Retrovirus vectors are developed from RNA viruses that belong to a viral family Retroviridae. Within the host cell these viruses can synthesize double-stranded DNA (dsDNA) from their RNA genomes using an enzyme known as reverse transcriptase. This DNA can then be integrated into the chromosome of the host cell using another enzyme carried by the virus, known as integrase. Stable integration of the DNA synthesized from the viral genome modifies the host cell, which now synthesizes viral proteins along with host proteins. When the modified host cell divides, the daughter cells retain copies of the viral genes.

The retrovirus genome usually comprises of three open reading frames:

  • Gap - Group-specific antigen: Encodes structural proteins that form the viral capsid.
  • Pol - Polymerase: Encodes the reverse transcriptase, protease, and integrase enzymes.
  • Env - Envelope: Encodes the viral envelope (surface and transmembrane glycoprotein) proteins.

 

Retrovirus Advantages

Retroviruses are the most common gene delivery vectors and are used in over 60-70% of human gene therapy clinical trials. This is attributed to the following reasons:

  • Retroviruses have high efficiency of gene transfer. These vectors allow for stable integration of the transgene into the host genome, facilitating long term expression.
  • Retroviruses can be pseudotyped with env proteins to infect a specific cell type or a broad range of target cells, as required.
  • Retroviruses have a higher packaging capacity (8 kb) compared to adenoviral and AAV vectors.

 

Retrovirus Limitations

Despite their successful use in most gene therapy experiments, retroviruses present a number of problems. One such issue is that retroviruses only infect dividing cells. Owing to this, retroviruses are generally used in ex vivo models, where target cells are extracted from the patient, stimulated to divide in vitro and then transduced with retroviral vectors carrying the therapeutic gene. The transduced cells are then re-introduced into the patient. However, retroviruses can be enabled to target non-dividing cells by either engineering the viral surface proteins to recognize specific proteins on target cells or co-infecting the host with other viruses, such as adenovirus.

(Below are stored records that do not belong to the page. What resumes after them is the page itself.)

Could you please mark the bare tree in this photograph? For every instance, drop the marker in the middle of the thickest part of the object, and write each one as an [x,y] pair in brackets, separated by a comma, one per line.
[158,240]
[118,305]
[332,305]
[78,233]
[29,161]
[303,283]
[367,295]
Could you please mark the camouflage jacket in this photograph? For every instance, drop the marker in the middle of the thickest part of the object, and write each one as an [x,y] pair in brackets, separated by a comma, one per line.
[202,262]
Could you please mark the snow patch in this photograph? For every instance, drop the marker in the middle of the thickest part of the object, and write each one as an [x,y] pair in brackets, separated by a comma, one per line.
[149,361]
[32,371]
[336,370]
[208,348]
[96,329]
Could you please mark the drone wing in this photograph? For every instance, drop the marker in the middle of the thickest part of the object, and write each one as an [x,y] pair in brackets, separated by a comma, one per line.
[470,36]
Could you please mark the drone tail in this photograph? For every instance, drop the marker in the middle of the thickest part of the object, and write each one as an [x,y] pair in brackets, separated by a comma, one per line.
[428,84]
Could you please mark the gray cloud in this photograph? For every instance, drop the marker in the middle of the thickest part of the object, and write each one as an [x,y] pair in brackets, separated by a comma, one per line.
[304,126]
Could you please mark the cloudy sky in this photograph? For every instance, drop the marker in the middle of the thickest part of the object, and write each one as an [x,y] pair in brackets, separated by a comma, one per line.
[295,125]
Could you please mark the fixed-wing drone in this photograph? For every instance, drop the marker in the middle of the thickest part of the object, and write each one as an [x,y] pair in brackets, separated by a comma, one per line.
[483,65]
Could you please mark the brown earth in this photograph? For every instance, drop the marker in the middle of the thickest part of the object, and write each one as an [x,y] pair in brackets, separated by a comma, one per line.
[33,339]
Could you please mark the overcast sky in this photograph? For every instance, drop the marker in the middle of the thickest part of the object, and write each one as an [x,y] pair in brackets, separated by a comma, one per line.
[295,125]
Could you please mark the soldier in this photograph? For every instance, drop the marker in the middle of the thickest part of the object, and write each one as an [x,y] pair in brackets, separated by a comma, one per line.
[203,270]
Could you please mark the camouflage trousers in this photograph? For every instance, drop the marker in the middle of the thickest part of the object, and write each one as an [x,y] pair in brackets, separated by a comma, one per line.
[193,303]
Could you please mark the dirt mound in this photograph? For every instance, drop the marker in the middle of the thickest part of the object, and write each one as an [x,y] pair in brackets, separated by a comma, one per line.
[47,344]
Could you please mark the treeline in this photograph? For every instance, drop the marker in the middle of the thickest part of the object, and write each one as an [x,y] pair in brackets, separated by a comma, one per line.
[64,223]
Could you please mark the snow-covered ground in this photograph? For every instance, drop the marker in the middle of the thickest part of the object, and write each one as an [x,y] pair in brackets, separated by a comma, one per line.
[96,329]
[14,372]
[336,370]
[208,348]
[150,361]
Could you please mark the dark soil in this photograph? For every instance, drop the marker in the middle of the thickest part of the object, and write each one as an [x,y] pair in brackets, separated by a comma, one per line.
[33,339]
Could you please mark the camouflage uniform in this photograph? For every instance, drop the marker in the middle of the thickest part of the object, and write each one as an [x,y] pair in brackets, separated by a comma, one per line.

Another issue related to the use of retroviruses is the risk of insertional mutagenesis. The integrase enzyme is known to often insert genetic material into an arbitrary position in the host genome (ectopic integration). In such cases, if the transgene is inserted within a tumor suppressor gene sequence or a gene that regulates cell division, it can lead to uncontrolled cell division or cancer. Recently, scientists have come up with a way to mitigate this problem. It has been shown that the use of genome editing technologies or the inclusion of sequences, such as the beta globin locus control region, can direct the integration of a transgene to specific chromosomes in the host genome.

Lately, lentiviral vectors are being considered over retroviral vectors.